With my group, I am developing tools to regulate the self-assembly of molecules, as biology does.  We are best known for our work on chemically fueled reaction cycles that control the ability of molecules to assemble or phase separate. The resulting assemblies or phase-separated droplets exhibit exciting new properties, including intrinsic self-healing and controllable lifetimes. Moreover, the chemically fueled assemblies exhibit features we usually associate with living cells, such as the ability to emerge, decay, or even self-divide. 

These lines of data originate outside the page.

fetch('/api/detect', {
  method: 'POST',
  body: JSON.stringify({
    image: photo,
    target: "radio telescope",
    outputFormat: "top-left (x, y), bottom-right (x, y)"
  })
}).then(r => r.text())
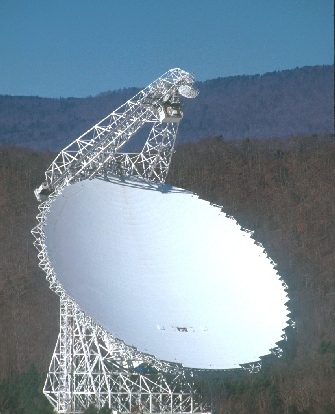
top-left (32, 69), bottom-right (288, 413)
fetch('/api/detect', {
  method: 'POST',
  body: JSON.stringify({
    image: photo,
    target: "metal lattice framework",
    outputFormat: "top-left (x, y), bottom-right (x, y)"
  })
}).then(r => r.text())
top-left (35, 69), bottom-right (198, 201)
top-left (32, 69), bottom-right (226, 414)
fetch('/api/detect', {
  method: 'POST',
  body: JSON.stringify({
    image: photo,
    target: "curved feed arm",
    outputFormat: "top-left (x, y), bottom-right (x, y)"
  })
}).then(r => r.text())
top-left (35, 68), bottom-right (198, 201)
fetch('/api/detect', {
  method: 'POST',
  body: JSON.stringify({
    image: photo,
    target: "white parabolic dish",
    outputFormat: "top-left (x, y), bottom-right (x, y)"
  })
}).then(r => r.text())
top-left (45, 178), bottom-right (288, 369)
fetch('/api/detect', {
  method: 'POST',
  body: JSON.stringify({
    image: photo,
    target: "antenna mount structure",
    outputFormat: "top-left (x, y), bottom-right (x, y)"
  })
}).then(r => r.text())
top-left (32, 68), bottom-right (226, 414)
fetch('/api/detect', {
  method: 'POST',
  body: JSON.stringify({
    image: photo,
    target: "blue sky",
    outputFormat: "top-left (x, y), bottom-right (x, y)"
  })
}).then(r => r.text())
top-left (0, 0), bottom-right (334, 98)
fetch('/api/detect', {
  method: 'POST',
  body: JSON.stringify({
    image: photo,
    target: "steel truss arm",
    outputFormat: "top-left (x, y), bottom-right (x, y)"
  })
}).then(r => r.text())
top-left (35, 68), bottom-right (197, 201)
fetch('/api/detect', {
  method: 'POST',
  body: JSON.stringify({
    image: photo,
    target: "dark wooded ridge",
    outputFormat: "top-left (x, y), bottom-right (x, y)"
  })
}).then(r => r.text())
top-left (0, 134), bottom-right (335, 414)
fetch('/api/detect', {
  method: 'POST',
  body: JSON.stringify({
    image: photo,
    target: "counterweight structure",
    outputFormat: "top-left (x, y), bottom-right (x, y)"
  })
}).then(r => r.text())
top-left (32, 68), bottom-right (223, 414)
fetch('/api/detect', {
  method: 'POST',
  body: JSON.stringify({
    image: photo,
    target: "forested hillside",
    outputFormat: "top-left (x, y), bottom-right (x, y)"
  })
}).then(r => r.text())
top-left (0, 134), bottom-right (335, 414)
top-left (0, 65), bottom-right (334, 151)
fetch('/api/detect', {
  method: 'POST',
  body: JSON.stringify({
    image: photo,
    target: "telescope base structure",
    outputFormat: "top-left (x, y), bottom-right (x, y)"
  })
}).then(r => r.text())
top-left (44, 296), bottom-right (217, 414)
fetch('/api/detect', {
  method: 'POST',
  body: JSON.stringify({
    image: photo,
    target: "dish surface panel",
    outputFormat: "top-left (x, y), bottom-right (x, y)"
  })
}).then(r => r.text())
top-left (45, 179), bottom-right (288, 369)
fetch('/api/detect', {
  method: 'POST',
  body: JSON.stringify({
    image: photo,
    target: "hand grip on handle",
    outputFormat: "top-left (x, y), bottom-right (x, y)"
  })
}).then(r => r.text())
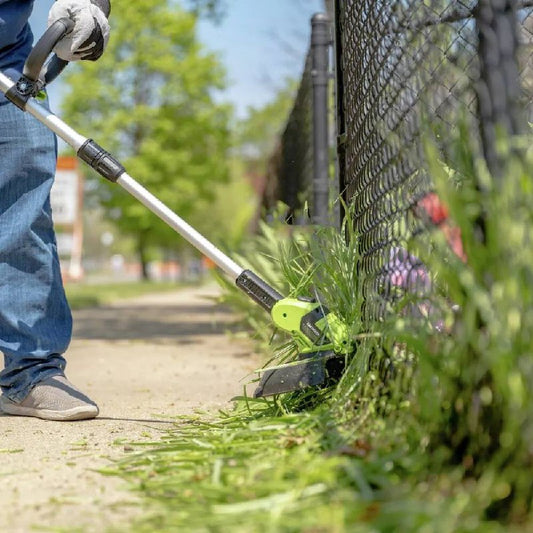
top-left (22, 18), bottom-right (74, 85)
top-left (23, 0), bottom-right (111, 87)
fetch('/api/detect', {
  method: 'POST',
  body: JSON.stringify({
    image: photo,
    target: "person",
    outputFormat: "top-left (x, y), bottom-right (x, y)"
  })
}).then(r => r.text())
top-left (0, 0), bottom-right (110, 420)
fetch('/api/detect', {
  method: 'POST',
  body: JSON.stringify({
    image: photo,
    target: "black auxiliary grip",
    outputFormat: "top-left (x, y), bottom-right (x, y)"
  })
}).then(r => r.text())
top-left (22, 18), bottom-right (74, 82)
top-left (23, 0), bottom-right (111, 86)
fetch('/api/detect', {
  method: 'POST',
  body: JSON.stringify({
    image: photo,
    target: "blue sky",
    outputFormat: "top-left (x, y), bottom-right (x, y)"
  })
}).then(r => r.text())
top-left (31, 0), bottom-right (323, 117)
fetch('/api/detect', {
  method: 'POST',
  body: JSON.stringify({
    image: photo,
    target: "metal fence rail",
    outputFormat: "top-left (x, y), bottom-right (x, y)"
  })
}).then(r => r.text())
top-left (263, 13), bottom-right (336, 225)
top-left (335, 0), bottom-right (533, 320)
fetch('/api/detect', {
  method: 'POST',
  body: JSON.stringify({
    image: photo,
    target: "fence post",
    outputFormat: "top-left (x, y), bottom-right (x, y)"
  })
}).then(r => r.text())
top-left (311, 13), bottom-right (331, 226)
top-left (475, 0), bottom-right (523, 176)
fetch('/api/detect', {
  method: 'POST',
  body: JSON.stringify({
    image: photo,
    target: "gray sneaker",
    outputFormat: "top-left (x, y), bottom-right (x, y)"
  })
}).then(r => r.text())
top-left (0, 375), bottom-right (98, 420)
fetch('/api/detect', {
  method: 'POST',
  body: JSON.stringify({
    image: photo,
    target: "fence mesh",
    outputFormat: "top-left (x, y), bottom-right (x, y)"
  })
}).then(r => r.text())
top-left (264, 53), bottom-right (313, 222)
top-left (335, 0), bottom-right (533, 320)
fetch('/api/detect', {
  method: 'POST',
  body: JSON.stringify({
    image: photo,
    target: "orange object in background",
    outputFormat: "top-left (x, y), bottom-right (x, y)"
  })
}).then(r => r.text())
top-left (50, 156), bottom-right (83, 281)
top-left (416, 192), bottom-right (466, 263)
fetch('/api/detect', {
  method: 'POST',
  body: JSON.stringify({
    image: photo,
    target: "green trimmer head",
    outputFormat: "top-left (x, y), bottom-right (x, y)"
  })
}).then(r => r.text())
top-left (0, 22), bottom-right (354, 397)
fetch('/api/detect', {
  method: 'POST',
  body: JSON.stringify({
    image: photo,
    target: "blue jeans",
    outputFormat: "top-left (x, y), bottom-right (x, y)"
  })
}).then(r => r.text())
top-left (0, 94), bottom-right (72, 401)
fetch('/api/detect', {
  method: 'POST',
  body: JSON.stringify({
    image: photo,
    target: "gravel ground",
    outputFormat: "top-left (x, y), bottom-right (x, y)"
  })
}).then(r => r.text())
top-left (0, 286), bottom-right (258, 533)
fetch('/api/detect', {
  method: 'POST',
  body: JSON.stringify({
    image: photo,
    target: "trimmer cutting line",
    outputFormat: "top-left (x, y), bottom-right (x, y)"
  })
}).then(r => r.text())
top-left (0, 18), bottom-right (353, 397)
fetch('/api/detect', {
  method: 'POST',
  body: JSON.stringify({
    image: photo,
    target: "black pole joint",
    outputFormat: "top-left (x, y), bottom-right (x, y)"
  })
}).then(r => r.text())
top-left (6, 75), bottom-right (44, 111)
top-left (235, 270), bottom-right (283, 312)
top-left (78, 139), bottom-right (126, 183)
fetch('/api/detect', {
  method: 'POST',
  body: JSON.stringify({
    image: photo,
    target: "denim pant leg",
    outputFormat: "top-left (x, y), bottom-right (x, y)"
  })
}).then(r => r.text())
top-left (0, 100), bottom-right (72, 401)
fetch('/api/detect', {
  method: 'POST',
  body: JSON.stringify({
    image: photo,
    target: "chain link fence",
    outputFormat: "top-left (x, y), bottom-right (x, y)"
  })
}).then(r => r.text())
top-left (264, 51), bottom-right (313, 222)
top-left (335, 0), bottom-right (533, 320)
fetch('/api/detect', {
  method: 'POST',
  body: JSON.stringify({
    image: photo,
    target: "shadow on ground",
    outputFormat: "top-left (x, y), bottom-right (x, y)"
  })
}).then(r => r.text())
top-left (74, 305), bottom-right (241, 344)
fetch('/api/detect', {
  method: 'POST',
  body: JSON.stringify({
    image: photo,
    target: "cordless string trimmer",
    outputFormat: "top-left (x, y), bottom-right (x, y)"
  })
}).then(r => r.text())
top-left (0, 18), bottom-right (353, 397)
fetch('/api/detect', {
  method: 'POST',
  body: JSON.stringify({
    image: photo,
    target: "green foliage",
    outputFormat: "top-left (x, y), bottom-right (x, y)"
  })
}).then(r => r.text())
top-left (393, 129), bottom-right (533, 519)
top-left (236, 79), bottom-right (297, 174)
top-left (63, 0), bottom-right (229, 274)
top-left (102, 130), bottom-right (533, 533)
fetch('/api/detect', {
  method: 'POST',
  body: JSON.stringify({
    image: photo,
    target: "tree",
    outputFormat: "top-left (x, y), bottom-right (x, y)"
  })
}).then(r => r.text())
top-left (62, 0), bottom-right (230, 278)
top-left (237, 79), bottom-right (297, 174)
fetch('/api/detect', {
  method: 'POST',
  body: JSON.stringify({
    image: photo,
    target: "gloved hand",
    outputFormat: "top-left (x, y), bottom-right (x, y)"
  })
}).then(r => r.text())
top-left (48, 0), bottom-right (109, 61)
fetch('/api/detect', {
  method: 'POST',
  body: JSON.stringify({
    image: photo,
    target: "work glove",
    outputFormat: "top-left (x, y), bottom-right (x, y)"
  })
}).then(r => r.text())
top-left (48, 0), bottom-right (109, 61)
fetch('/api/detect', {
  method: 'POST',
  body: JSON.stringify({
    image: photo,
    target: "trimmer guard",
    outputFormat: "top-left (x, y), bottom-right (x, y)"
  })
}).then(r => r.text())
top-left (254, 351), bottom-right (346, 398)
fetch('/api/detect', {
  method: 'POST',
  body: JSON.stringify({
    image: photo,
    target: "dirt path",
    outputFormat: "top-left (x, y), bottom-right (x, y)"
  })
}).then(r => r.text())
top-left (0, 287), bottom-right (257, 533)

Personal Grants and Awards

2025 – MASC Supramolecular Chemistry Award
2023 –
ERC Consolidator grant
2021 –
  VCI – Dozentenpreis
2021 –
Max Planck Fellow in the school “Matter to Life.”
2020 –
Board member on the International Grad. School Munich
2020 –
Speaker of the TUM Innovation Networks: RISE
2020 –
Speaker of a Volkswagenstiftung “Life?” consortium
2019 –
ERC Starting grant
2019 – PI in the Origins cluster of Excellence
2018 –
Max Planck Fellow in the school “Matter to Life.”
2018 – PI in SFB 235
2017 – JSP fellow
2017 – Thieme Chemistry Journal Award
2017
– PI in SFB 863
2016 – VCI – Young investigator grant
2016
– PI in graduate school ATUMS
2016 –
Rudolf Mössbauer tenure track Professorship 
2015 –
Rising Star Award, SQ Institute, Northwestern University 
2013 Rubicon Postdoctoral fellowship,  Dutch Organisation for Scientific Research
2012 – Cum laude defense of PhD degree

Professional Board Memberships

Board member on the International Grad. School Munich
– Editorial Board Member – CellPress Blue
– Editorial Board Member – ChemSystemsChem

List of selected papers

C. Donau, F. Späth, M. Sosson, B.. Kriebisch, F. Schnitter, M. Tena-Solsona, H.-S. Kang, E. Salibi, M. Sattler, H. Mutschler, J. Boekhoven, Nature Commun. 2020, 11 (1), 5167.
We found the first example of coacervate-based droplets based on polymers that are “active”, i.e., they are regulated through energy-consuming chemical reactions.

• M. Tena-Solsona, B. Rieß, C. Wanzke, A. Bausch, J. Boekhoven, Nature Commun. 2018, 9, 2044.
My team found the first synthetic active droplets based on prebiotic relevant chemistry.

• M. Tena-Solsona,* B. Rieß,* R. Grötsch, F. Löhrer, C. Wanzke, B. Käsdorf, A. Bausch, P. Mueller-Buschbaum, O. Lieleg, J. Boekhoven, Nature Commun. 2017, 8, 15895.
We describe a simple, yet versatile chemical reaction cycle based on dicarboxylate-anhydride chemistry that induces dissipative self-assembly.